Hasbro licensee and theatrical producer Selladoor Worldwide’s new games division Gamepath Entertainment opened Monopoly Lifesized in London last year. And a life-sized version of Angry Birds launches June 29 across Rovio Entertainment licensee Electric Gamebox’s franchised locations in the U.S. and U.K.
In the case of the 22,000-sq.-ft Monopoly offering, which includes a Top Hat restaurant and opened last August after a one-year pandemic-related delay, players in groups of 8-24 people join a 75-minute game across a 49 x 49-foot board. Players are represented by Monopoly tokens and each property has a room where players answer questions in a bid to acquire that property.
The upcoming Angry Birds offering is a slingshot game where teams of 2-6 people work together to “pop” the piggies. Electric Gamebox LBEs feature interactive digital “smart” rooms with projection mapping, touch screens, 3D motion tracking, and surround sound, all without headsets. Other games can be played in 30- and 60-minute intervals.

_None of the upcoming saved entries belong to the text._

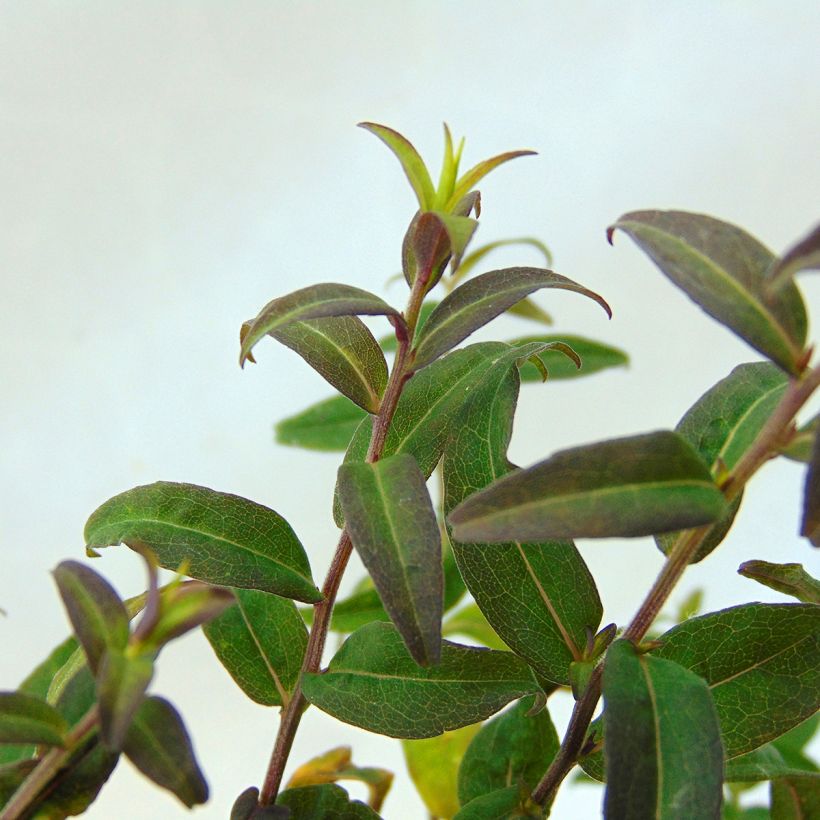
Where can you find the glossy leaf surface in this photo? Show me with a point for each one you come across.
(94, 609)
(433, 766)
(344, 352)
(372, 682)
(261, 642)
(790, 579)
(656, 715)
(625, 487)
(392, 525)
(722, 425)
(515, 748)
(313, 302)
(223, 539)
(723, 269)
(27, 719)
(762, 664)
(478, 301)
(158, 744)
(328, 426)
(538, 596)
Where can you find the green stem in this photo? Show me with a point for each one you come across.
(292, 713)
(49, 766)
(684, 549)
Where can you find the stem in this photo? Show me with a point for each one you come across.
(48, 767)
(682, 552)
(292, 713)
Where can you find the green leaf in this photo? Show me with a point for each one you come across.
(722, 425)
(765, 763)
(810, 527)
(631, 486)
(723, 270)
(480, 300)
(328, 425)
(513, 749)
(791, 579)
(221, 538)
(663, 752)
(392, 525)
(805, 255)
(158, 744)
(433, 766)
(328, 800)
(344, 352)
(261, 641)
(26, 719)
(429, 405)
(121, 685)
(761, 662)
(313, 302)
(94, 609)
(539, 597)
(595, 356)
(411, 162)
(469, 179)
(372, 682)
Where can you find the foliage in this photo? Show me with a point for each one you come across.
(690, 717)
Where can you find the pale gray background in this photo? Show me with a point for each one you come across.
(167, 168)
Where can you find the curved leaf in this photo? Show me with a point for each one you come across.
(476, 302)
(261, 642)
(392, 524)
(631, 486)
(762, 664)
(722, 268)
(539, 597)
(221, 538)
(313, 302)
(513, 749)
(372, 682)
(344, 352)
(722, 425)
(663, 753)
(158, 744)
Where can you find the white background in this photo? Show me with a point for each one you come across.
(167, 168)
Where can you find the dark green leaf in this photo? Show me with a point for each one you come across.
(326, 801)
(811, 498)
(411, 162)
(94, 609)
(624, 487)
(344, 352)
(392, 525)
(723, 269)
(372, 682)
(663, 753)
(328, 425)
(722, 425)
(433, 766)
(261, 641)
(513, 749)
(158, 744)
(796, 798)
(805, 255)
(121, 686)
(313, 302)
(26, 719)
(479, 300)
(761, 662)
(790, 579)
(539, 597)
(595, 356)
(221, 538)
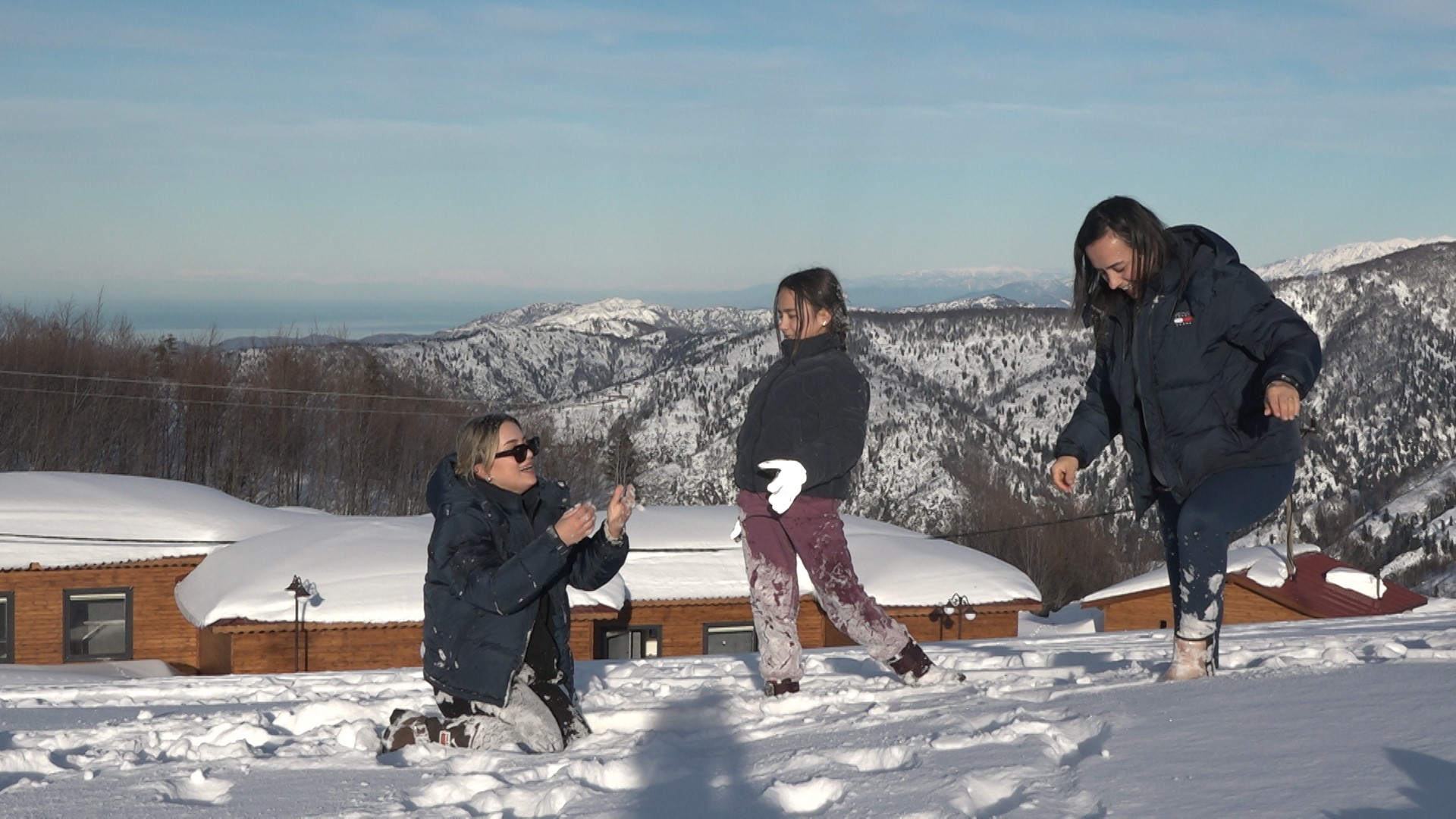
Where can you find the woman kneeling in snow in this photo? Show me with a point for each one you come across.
(497, 620)
(1201, 372)
(804, 431)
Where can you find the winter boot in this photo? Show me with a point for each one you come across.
(1191, 661)
(916, 670)
(781, 687)
(405, 727)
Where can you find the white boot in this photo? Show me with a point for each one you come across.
(1191, 659)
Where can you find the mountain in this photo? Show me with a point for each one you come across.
(967, 401)
(1036, 287)
(1338, 257)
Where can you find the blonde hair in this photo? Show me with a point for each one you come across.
(478, 442)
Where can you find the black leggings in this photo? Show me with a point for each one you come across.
(1196, 541)
(552, 694)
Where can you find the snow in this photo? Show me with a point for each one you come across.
(1356, 580)
(372, 569)
(1068, 723)
(1329, 717)
(1261, 564)
(686, 553)
(1338, 257)
(49, 518)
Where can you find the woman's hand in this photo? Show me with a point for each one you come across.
(623, 500)
(1282, 401)
(1065, 472)
(577, 523)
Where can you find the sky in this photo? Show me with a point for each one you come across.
(411, 167)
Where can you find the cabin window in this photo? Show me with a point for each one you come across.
(631, 643)
(730, 639)
(98, 624)
(6, 627)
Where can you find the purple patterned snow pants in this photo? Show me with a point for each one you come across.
(813, 531)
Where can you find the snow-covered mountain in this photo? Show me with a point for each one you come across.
(1338, 257)
(620, 318)
(1031, 286)
(967, 400)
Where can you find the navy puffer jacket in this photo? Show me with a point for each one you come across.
(491, 563)
(811, 407)
(1194, 356)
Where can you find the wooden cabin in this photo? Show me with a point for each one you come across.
(105, 611)
(1258, 589)
(682, 592)
(232, 588)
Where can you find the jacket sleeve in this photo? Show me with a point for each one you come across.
(596, 560)
(1095, 420)
(1269, 330)
(482, 576)
(840, 441)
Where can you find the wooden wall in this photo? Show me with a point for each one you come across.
(335, 648)
(683, 626)
(1155, 610)
(158, 629)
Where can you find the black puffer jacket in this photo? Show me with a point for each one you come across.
(1196, 354)
(810, 407)
(491, 564)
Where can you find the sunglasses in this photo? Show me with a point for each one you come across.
(530, 445)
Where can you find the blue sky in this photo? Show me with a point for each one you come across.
(267, 164)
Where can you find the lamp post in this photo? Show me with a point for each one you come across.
(957, 608)
(1289, 510)
(303, 591)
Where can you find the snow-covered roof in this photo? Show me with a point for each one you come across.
(372, 569)
(57, 519)
(685, 553)
(1261, 564)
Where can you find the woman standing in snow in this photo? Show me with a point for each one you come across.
(497, 620)
(801, 436)
(1201, 371)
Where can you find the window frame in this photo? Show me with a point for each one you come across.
(739, 627)
(648, 632)
(8, 627)
(66, 624)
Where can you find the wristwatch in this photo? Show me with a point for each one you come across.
(1291, 381)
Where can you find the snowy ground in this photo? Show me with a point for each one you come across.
(1345, 719)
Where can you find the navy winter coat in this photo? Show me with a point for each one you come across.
(491, 564)
(1194, 356)
(811, 407)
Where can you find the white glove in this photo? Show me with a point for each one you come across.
(786, 484)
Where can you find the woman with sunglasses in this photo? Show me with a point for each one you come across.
(1201, 372)
(802, 433)
(497, 620)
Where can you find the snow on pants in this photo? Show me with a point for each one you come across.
(1197, 534)
(536, 714)
(811, 531)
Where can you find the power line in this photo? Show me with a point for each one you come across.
(237, 404)
(1110, 513)
(174, 384)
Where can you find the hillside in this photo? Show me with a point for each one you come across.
(968, 400)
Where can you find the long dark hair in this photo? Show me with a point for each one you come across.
(817, 289)
(1149, 240)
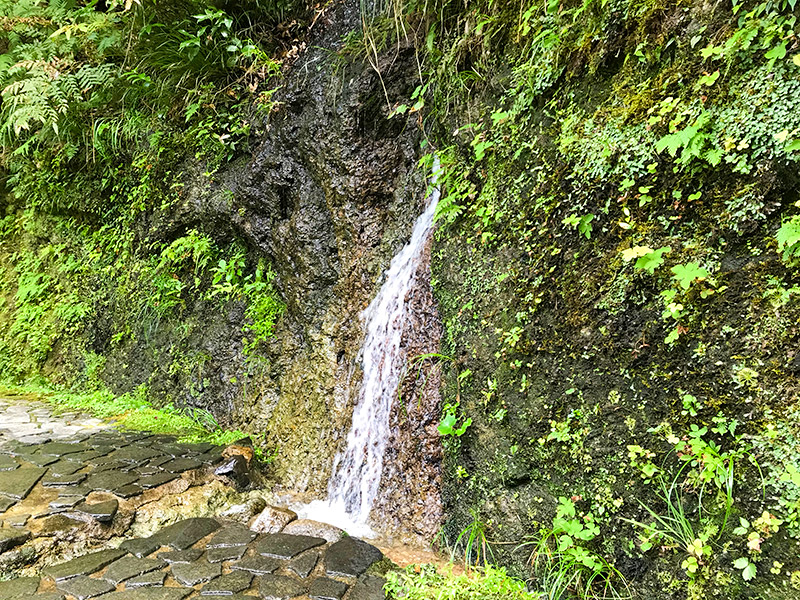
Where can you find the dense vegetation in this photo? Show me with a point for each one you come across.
(104, 104)
(616, 258)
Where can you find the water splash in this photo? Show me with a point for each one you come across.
(357, 469)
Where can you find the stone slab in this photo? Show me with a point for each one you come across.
(190, 574)
(324, 588)
(350, 557)
(17, 588)
(17, 484)
(83, 565)
(282, 545)
(280, 587)
(128, 567)
(184, 534)
(10, 538)
(229, 584)
(82, 587)
(258, 565)
(303, 564)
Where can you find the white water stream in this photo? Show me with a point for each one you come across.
(357, 469)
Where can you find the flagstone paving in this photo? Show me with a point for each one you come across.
(59, 474)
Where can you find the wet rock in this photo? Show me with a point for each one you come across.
(110, 481)
(235, 469)
(152, 579)
(258, 565)
(190, 574)
(324, 588)
(17, 588)
(140, 547)
(17, 520)
(245, 511)
(60, 449)
(18, 483)
(315, 529)
(368, 588)
(229, 584)
(232, 535)
(151, 481)
(135, 454)
(10, 538)
(215, 555)
(83, 587)
(279, 587)
(58, 524)
(101, 511)
(282, 545)
(129, 566)
(303, 564)
(83, 565)
(179, 465)
(7, 463)
(63, 481)
(67, 501)
(273, 519)
(150, 593)
(350, 557)
(185, 533)
(183, 556)
(129, 491)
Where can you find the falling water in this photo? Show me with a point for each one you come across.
(357, 469)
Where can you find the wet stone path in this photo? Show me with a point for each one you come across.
(66, 478)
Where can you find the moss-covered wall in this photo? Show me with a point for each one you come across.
(619, 297)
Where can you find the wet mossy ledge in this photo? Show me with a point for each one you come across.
(617, 271)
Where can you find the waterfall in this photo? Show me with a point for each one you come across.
(357, 469)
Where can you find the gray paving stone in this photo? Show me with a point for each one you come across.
(61, 449)
(350, 557)
(368, 588)
(229, 584)
(135, 453)
(179, 465)
(64, 467)
(225, 554)
(303, 564)
(232, 535)
(129, 491)
(324, 588)
(150, 593)
(17, 588)
(181, 556)
(17, 520)
(279, 587)
(63, 481)
(7, 463)
(184, 534)
(66, 501)
(190, 574)
(129, 566)
(83, 565)
(12, 537)
(281, 545)
(151, 481)
(140, 547)
(152, 579)
(110, 481)
(101, 511)
(18, 483)
(83, 587)
(258, 565)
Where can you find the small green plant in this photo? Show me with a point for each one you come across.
(564, 563)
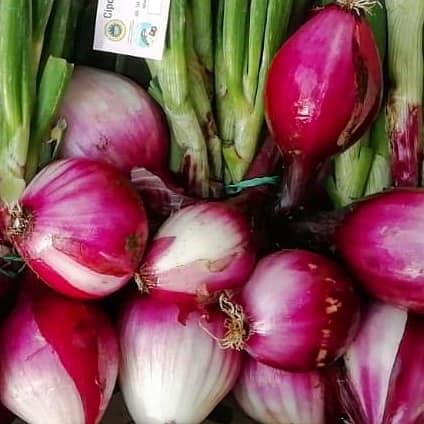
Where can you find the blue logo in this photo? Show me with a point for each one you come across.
(146, 34)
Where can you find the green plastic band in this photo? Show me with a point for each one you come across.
(253, 182)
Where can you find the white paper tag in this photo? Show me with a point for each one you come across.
(132, 27)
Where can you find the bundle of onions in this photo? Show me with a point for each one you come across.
(81, 227)
(323, 90)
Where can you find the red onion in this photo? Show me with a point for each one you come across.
(6, 417)
(201, 249)
(273, 396)
(298, 311)
(111, 119)
(81, 227)
(381, 240)
(381, 380)
(171, 370)
(323, 90)
(58, 359)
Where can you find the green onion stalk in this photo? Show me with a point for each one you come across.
(248, 34)
(180, 90)
(404, 108)
(379, 177)
(54, 75)
(362, 168)
(23, 88)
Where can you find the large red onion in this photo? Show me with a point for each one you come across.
(58, 359)
(273, 396)
(172, 371)
(200, 250)
(298, 311)
(111, 119)
(382, 242)
(381, 381)
(81, 227)
(323, 90)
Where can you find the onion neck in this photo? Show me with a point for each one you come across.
(236, 332)
(295, 186)
(19, 222)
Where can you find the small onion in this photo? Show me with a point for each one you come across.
(81, 227)
(298, 311)
(111, 119)
(273, 396)
(382, 241)
(172, 371)
(58, 359)
(201, 249)
(381, 381)
(323, 90)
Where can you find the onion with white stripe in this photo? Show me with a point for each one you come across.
(198, 252)
(171, 370)
(58, 358)
(273, 396)
(81, 227)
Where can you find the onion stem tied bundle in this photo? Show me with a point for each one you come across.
(359, 6)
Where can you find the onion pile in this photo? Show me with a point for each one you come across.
(215, 305)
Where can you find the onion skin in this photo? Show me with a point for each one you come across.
(6, 417)
(200, 250)
(172, 371)
(381, 379)
(273, 396)
(301, 309)
(58, 359)
(334, 52)
(380, 241)
(86, 229)
(111, 119)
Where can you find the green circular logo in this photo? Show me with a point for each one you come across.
(115, 30)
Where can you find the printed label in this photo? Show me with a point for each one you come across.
(132, 27)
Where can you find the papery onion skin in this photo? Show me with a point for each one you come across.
(200, 250)
(111, 119)
(323, 90)
(301, 310)
(6, 417)
(381, 242)
(273, 396)
(58, 359)
(381, 379)
(171, 369)
(84, 228)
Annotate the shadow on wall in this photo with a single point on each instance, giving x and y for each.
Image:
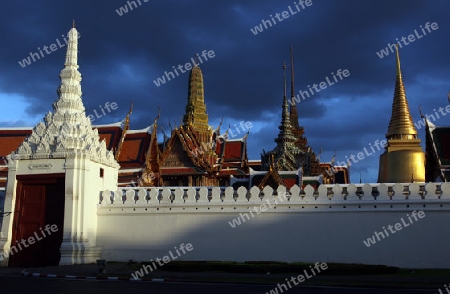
(2, 205)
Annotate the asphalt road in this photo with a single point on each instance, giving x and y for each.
(15, 284)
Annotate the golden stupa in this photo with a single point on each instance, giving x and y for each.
(403, 160)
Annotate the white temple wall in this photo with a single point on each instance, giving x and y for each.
(304, 228)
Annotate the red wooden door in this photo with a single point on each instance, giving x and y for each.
(40, 202)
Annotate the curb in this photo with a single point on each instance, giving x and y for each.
(25, 273)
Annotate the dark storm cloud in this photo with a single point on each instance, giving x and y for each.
(120, 56)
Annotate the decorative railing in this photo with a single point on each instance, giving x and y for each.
(351, 195)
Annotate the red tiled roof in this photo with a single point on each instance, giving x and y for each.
(134, 149)
(10, 140)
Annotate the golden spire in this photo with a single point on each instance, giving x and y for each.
(401, 125)
(284, 70)
(124, 132)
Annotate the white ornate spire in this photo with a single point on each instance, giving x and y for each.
(67, 131)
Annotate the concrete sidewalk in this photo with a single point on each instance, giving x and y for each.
(122, 271)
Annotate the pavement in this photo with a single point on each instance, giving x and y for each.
(123, 271)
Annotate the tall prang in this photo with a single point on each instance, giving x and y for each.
(67, 131)
(286, 155)
(55, 178)
(403, 160)
(298, 131)
(196, 115)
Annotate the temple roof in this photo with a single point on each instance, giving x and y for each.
(440, 137)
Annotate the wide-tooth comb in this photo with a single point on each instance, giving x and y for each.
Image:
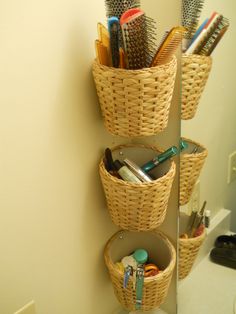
(215, 38)
(191, 11)
(118, 7)
(169, 46)
(139, 38)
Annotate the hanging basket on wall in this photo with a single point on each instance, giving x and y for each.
(188, 250)
(195, 73)
(191, 164)
(161, 252)
(135, 103)
(138, 207)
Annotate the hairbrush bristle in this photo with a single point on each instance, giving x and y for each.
(215, 37)
(118, 7)
(139, 37)
(191, 11)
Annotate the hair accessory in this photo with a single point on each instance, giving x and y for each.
(215, 37)
(118, 7)
(169, 46)
(205, 34)
(139, 38)
(113, 29)
(101, 53)
(191, 11)
(170, 152)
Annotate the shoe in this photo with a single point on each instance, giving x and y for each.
(226, 241)
(224, 256)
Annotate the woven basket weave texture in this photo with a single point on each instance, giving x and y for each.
(135, 103)
(137, 207)
(190, 169)
(155, 288)
(188, 250)
(195, 72)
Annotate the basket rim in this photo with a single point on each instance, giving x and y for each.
(122, 182)
(196, 56)
(167, 270)
(203, 153)
(136, 71)
(194, 239)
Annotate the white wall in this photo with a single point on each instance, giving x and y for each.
(54, 222)
(214, 123)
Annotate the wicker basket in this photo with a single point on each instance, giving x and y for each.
(135, 103)
(190, 169)
(138, 207)
(195, 72)
(160, 251)
(188, 250)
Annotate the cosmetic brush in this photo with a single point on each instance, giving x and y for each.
(113, 30)
(169, 46)
(139, 38)
(117, 8)
(191, 12)
(215, 38)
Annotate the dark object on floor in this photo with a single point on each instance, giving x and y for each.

Whether it’s called life-sized, full-size, or any other LBE format for that matter, the key is and will be repeatability—updating the games frequently enough to keep customers coming back. In the case of Monopoly there are four different boards and, since the game involves dice, the course of play changes constantly. Hasbro also aims to fully refresh LBEs every three years, said Matt Proulx, VP for location-based entertainment at Hasbro. With Angry Birds, Electric Gamebox has an internal game development group that can update the titles digitally. This also allows developers to launch games at all locations simultaneously.
“Life-size is more a marketing moniker [for Monopoly] to help people understand that it’s not the table game, but rather something larger-than-life where you can immerse yourself into the experience,” Proulx said. “Repeatability is incredibly high on the priority list because you need that repeat visitation. These are meant to be multi-year experiences with multiple versions and the gameplay and the outcome needs to be different every time you play.”
“If Monopoly life-size is a success, then I think you will see more [life-sized LBEs] come to the forefront,” said George Wade, president of the consulting firm Bay Laurel Advisers. “We are an industry that likes to follow. But life-sized is going to require very careful curation by operators in identifying what is a strong concept tied to an IP that is going to have legs to it that they [can] convert into a good guest experience. But some people lose track of that last sentence.”
Creating those quality guest experiences appears to have the requisite financial backing. Electric Gamebox, which operates LBEs under its own brands and also has four Aardman Studios-licensed Shaun the Sheep locations in the UK, raised $25 million last year from investors that included mall operator Brookfield Asset Management. It forecasted operating 100 locations by 2023 and 1,000 locations by 2026.
“There are some similarities between “escape room” experiences and life-sized, but also differences,” said Katri Chacona, director of brand licensing at Rovio. “Whereas escape rooms let you dip your toe and experience a brand or property in more singular form, life-sized can expand into an immersion in the larger experience.”